L’impitoyable vie des lolitas devenues adultes
«L-O-L-I-T-A», six lettres chantonnées jusqu’à plus soif sur toutes les ondes durant l’été 2000: un tube et une polémique. Treize ans après Vanessa Paradis, la Corse Alizée affublait à nouveau la variété française de socquettes blanches à l’innocence ambiguë. Repérée dans l’émission Graines de stars et «créée» par le duo sulfureux de Mylène Farmer et de son compositeur et producteur Laurent Boutonnat, la chanteuse de 15?ans devient l’étendard francophone de l’explosion anglo-saxonne des sexy teenagers à la Britney Spears. Un million de son premier disque s’écoule en France, près de quatre millions dans le monde – la Russie, le Japon et le Mexique, notamment, s’emballent pour Alizée.
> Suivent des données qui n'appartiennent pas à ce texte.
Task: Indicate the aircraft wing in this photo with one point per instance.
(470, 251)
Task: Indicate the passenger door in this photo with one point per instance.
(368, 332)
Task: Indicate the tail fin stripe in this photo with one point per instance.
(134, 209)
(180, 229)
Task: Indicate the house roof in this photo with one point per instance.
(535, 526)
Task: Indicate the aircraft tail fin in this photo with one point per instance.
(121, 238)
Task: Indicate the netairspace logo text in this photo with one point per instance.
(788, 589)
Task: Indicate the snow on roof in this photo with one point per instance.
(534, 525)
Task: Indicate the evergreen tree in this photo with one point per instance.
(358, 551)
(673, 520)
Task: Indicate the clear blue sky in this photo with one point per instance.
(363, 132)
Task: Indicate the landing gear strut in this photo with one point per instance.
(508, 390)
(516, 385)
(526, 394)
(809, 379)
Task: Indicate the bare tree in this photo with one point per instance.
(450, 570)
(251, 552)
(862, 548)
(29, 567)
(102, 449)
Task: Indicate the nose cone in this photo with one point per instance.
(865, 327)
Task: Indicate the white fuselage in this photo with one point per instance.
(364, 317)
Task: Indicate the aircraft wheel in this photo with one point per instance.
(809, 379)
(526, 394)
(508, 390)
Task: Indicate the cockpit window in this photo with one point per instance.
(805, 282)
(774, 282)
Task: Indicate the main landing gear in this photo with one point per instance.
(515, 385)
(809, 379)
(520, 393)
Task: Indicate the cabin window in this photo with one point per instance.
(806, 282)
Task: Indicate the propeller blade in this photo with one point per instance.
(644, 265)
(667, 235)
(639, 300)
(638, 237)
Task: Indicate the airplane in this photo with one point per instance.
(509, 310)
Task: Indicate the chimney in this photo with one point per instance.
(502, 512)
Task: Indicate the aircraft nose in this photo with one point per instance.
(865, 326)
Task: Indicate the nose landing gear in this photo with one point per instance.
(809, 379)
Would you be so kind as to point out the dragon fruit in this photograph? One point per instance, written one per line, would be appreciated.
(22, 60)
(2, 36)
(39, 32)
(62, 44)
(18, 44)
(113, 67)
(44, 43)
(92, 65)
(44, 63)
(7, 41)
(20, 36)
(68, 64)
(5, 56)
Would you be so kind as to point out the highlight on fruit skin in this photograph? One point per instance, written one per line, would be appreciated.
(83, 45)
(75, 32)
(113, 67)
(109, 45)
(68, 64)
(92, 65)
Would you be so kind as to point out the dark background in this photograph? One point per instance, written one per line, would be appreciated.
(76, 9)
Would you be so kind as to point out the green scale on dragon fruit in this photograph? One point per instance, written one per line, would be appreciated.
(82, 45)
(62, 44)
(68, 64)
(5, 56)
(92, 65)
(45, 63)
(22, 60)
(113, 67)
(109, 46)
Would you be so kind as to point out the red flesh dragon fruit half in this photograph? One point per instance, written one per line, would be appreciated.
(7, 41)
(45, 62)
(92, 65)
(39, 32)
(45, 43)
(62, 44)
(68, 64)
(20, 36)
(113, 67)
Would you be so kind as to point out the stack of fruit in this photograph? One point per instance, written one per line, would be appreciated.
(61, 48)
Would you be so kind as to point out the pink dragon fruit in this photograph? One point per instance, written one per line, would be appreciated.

Toujours en jupette, elle ne trouve qu’un dixième des acheteurs pour son deuxième disque en 2003. L’occasion de se séparer de Mylène et d’épouser à Las Vegas l’ancien Star Ac’ Jeremy Chatelain, qui cosigne le troisième essai, Psychédélices. Là encore, les ventes demeurent bien en deçà du carton originel. Eloignée des flashs, mère d’une fillette de 5?ans, Alizée soigne son succès mexicain et tente la reconversion electro soft d’Une fille du siècle. La nouvelle décennie inversera-t-elle la tendance?